Shedding Light on Heat Episode 2: Changes of State www.liacoseducationalmedia.com Page 1 of 8

Shedding Light on Heat

Episode 2:

Changes of State

The Heat is on! A huge amount of the technology and comforts that we have in our world just wouldn’t

exist if it wasn’t for what we’ve learned about the way heat behaves. So keep cool and use this excellent

series to teach your students everything that they need to know about heat, including its effect on things

and how it transfers from one thing to another.

In Episode 2, Changes of State, we look at the differences between solids, liquids, and gases, and at why

things change state when they absorb or lose heat energy. We also look at the strange example of carbon

dioxide, which doesn’t follow the same rules that that most other substances do!

Contents:

Part A: Introduction. A re-cap of the awesome Kinetic Theory.
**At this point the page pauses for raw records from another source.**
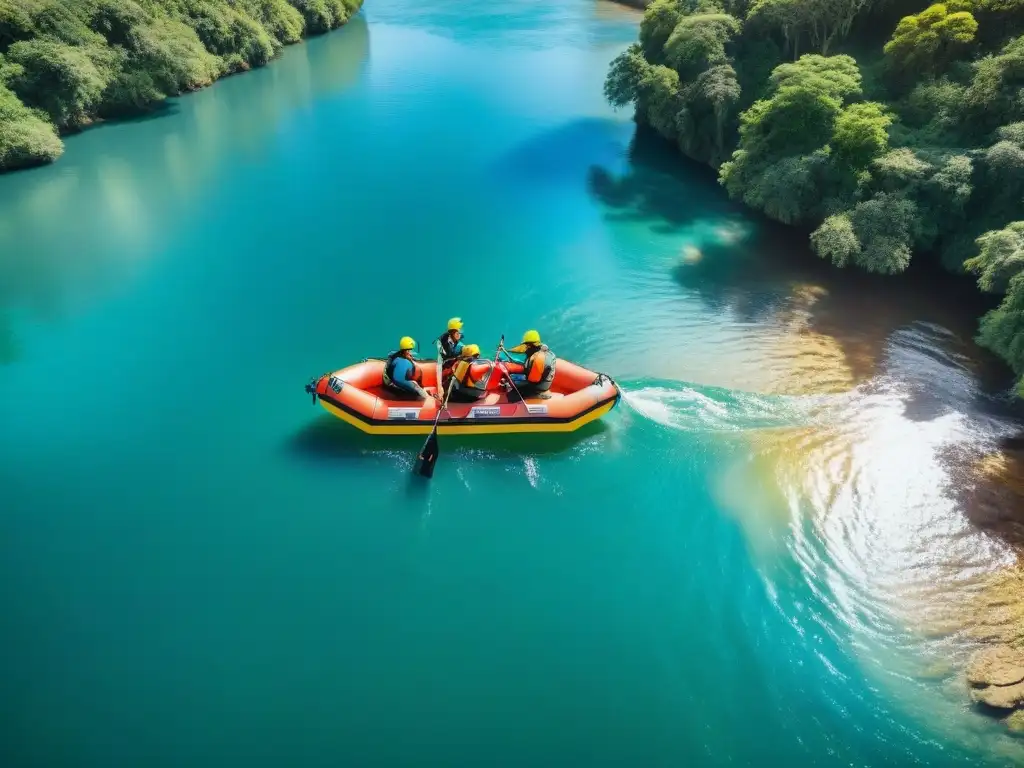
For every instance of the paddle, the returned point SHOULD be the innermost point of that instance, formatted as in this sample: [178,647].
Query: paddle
[428,454]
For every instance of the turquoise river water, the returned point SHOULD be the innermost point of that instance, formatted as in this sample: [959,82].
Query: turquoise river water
[740,565]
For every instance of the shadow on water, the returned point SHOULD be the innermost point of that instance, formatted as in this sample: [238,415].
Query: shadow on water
[562,154]
[105,207]
[764,272]
[331,439]
[658,187]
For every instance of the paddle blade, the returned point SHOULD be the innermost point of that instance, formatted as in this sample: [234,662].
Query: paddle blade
[428,456]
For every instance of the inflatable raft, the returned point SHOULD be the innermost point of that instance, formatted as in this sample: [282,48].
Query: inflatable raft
[355,394]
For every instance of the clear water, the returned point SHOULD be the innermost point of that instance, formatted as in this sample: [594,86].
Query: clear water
[737,566]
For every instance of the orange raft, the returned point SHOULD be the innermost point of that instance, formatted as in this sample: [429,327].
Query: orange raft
[355,394]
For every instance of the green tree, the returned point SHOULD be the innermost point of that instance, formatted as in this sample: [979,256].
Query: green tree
[1000,257]
[27,138]
[698,42]
[622,86]
[929,40]
[836,241]
[1003,329]
[861,133]
[64,80]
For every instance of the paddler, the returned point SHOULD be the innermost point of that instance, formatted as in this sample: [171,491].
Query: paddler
[534,375]
[451,342]
[401,377]
[471,375]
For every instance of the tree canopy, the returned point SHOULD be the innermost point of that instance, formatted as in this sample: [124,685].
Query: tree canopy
[65,64]
[890,138]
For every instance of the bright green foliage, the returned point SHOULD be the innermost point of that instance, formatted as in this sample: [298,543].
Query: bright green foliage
[838,77]
[623,83]
[1003,329]
[836,241]
[1000,257]
[928,40]
[698,42]
[26,137]
[659,91]
[860,133]
[922,158]
[659,20]
[993,96]
[76,60]
[64,80]
[819,24]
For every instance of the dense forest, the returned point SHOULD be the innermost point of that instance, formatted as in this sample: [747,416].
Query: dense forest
[891,130]
[66,64]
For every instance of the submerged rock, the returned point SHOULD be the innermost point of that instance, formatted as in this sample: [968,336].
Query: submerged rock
[996,677]
[1016,723]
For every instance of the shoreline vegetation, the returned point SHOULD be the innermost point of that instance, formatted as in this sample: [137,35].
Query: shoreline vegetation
[66,65]
[890,131]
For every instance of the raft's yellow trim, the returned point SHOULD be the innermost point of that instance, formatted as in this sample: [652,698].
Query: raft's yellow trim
[442,428]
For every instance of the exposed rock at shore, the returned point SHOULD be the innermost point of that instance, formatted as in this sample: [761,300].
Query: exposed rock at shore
[995,675]
[1016,723]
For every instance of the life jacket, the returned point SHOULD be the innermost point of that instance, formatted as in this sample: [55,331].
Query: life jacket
[449,351]
[389,373]
[467,383]
[547,374]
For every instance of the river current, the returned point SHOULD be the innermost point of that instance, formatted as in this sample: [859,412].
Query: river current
[775,551]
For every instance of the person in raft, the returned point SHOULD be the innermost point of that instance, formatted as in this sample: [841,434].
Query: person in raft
[401,377]
[471,375]
[532,377]
[451,342]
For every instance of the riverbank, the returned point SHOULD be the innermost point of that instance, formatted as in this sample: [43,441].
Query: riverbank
[848,145]
[66,67]
[852,153]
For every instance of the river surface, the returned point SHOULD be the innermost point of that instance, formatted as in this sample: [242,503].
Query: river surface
[747,563]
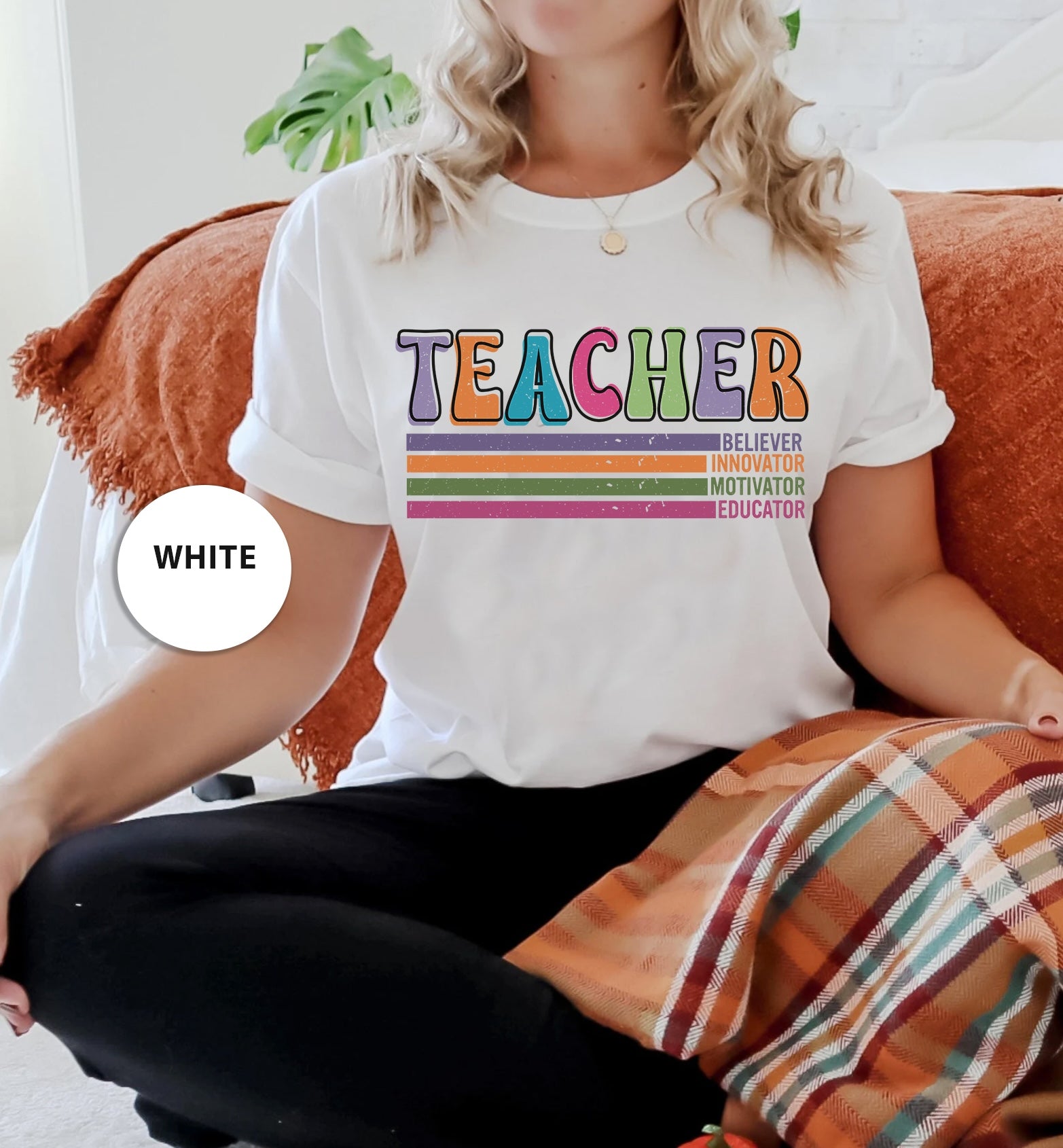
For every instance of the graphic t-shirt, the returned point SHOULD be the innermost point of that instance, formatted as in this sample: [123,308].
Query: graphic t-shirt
[600,470]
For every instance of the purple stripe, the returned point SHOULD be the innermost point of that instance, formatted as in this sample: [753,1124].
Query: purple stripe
[550,441]
[560,509]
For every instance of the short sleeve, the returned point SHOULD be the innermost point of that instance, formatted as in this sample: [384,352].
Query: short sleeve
[897,414]
[298,441]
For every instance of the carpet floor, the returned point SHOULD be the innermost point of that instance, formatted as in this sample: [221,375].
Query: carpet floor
[45,1100]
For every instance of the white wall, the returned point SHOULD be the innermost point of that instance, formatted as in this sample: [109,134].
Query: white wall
[41,279]
[164,90]
[861,60]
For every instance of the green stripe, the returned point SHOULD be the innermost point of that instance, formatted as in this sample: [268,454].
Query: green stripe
[525,487]
[958,1063]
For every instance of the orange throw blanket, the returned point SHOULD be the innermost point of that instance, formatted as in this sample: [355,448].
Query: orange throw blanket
[857,927]
[151,377]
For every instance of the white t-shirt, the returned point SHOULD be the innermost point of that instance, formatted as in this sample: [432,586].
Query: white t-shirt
[600,469]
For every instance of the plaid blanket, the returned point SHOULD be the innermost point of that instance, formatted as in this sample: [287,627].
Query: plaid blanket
[855,927]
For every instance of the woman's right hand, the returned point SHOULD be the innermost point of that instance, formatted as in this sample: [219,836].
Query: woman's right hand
[24,836]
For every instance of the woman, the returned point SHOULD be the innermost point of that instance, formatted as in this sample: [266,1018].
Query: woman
[600,222]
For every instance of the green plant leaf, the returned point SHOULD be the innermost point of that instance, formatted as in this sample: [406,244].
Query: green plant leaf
[792,23]
[340,96]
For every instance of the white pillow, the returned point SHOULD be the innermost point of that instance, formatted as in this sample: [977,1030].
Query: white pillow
[956,166]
Part B: Solids and Liquids: The atoms in a solid are held together in fixed positions. But how? Why

does a solid melt when it is heated? And do water molecules themselves actually change when ice melts

into water?

Part C: Liquids and Gases: You can compress air easily with a bicycle-tyre pump but you can’t do the

same thing if the pump was filled with water. Why not? And what exactly is happening to the water

molecules when liquid water is boiling?

Part D: Sublimation: Carbon dioxide is normally a gas, but if you cool it down to -78.5°C, it turns into a

solid. When it is re-heated, it doesn’t melt!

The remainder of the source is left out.